There has been some upbeat news coming from the Haynesville Shale region, where Chesapeake plans to bring 140 wells online by the end of 2017.
Chesapeake Energy – the second-largest natural gas producer in the United States – is one of the companies seriously affected by the low oil price environment, which forced the company to reduce costs, maximise profits, and divest swathes of land it acquired during the shale bonanza, when it was still lead by Aubrey MacClendon.
Now under different leadership – Doug Lawler, the CEO, has been at the helm of the company since 2013 – the company takes a much more cautious route. One of the manifestations of this measured approach was the announcement the company made last month about its plans to sell some of its vast U.S. portfolio, which includes 1 million acres in eastern Ohio.
When asked about the progress of its asset sales at a New York energy conference this week, Lawler indicated at an interest in purchasing some of Chesapeake’s assets from (unnamed) Asian companies.
“We’ve had significant interest from Asian companies as well as significant interest from Asian utilities that are looking to secure an upstream position,” Lawler said.
So where does the optimism when it comes to the Haynesville Shale come from?
The expected increase in production in the region is to be the result of a gas gathering agreement between Chesapeake Energy and the Williams Companies that was signed early this month.
In the Haynesville Shale Chesapeake said it will move to a fixed-fee agreement beginning in January 2016. Gas gathering fees in the Haynesville will be reduced on a unit basis, and the existing minimum volume obligations are expected to be met with the consolidation of two gathering systems and a projected increase in Haynesville area volumes.
As a result, the company’s gas production is expected to see improved gathering rates of nearly $0.20 per thousand cubic feet (mcf) in 2016 and 2017 and approximately $0.30 per mcf in 2018 and beyond.
The resulting commitment of drilling 140 wells before the end of 2017 is projected to result in noteworthy production growth in the Haynesville Shale asset over the next two years, thus also increasing Williams’ revenue from the area.
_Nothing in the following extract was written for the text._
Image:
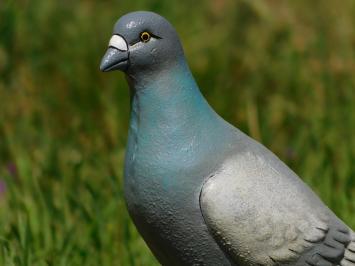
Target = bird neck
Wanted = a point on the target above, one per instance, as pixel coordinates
(167, 107)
The move instilled new hope into some of the observers on the ground. Speaking to ArkLaTex News, Skip Peel, an Independent Landman in Shreveport said that the Haynesville is in an upswing and it’s starting to make sense for companies to return, even with low natural gas prices.
“The fact that companies have a lot of different place they can drill, are running rigs here in the Haynesville Shale, is a real good sign,” says Peel.
He believes that new improvements in exploration technology will deliver more efficient production, with pad-drilling and with ‘super size’ lateral wells recently introduced to the area by Comstock Resources, while a new liquid natural gas export facility opening along the Louisiana coast, and electrical generation are likely to grow the demand.
This belief is cautiously seconded by The Louisiana Oil and Gas Association (LOGA). “What we’re hearing form most of our operators is the price is still fairly unprofitable at this point, we’re still looking at demand,” says North Louisiana LOGA director, Ragan Dickens, while admitting that he expects the Haynesville production to pick up, albeit slowly. Over a longer period of time, Dickens still believes oil and gas exploration in the area to be a good source of employment for years to come.
His advice to students is: “I would say get the necessary certificates, get the necessary degrees, get your instrumentation license or whatever direction you want to head with your career because the activity will increase in this area.”
UPDATE: In the previous version of the article we have stated that the Haynesville Shale extends from northwest Louisiana all the way through southern Arkansas. In fact this is not correct. There is no Haynesville Shale production in southern Arkansas. This is a mistake made in the early days of the play which has been repeated and passed down through numerous articles. We extend our thanks to Skip Peel for pointing this out.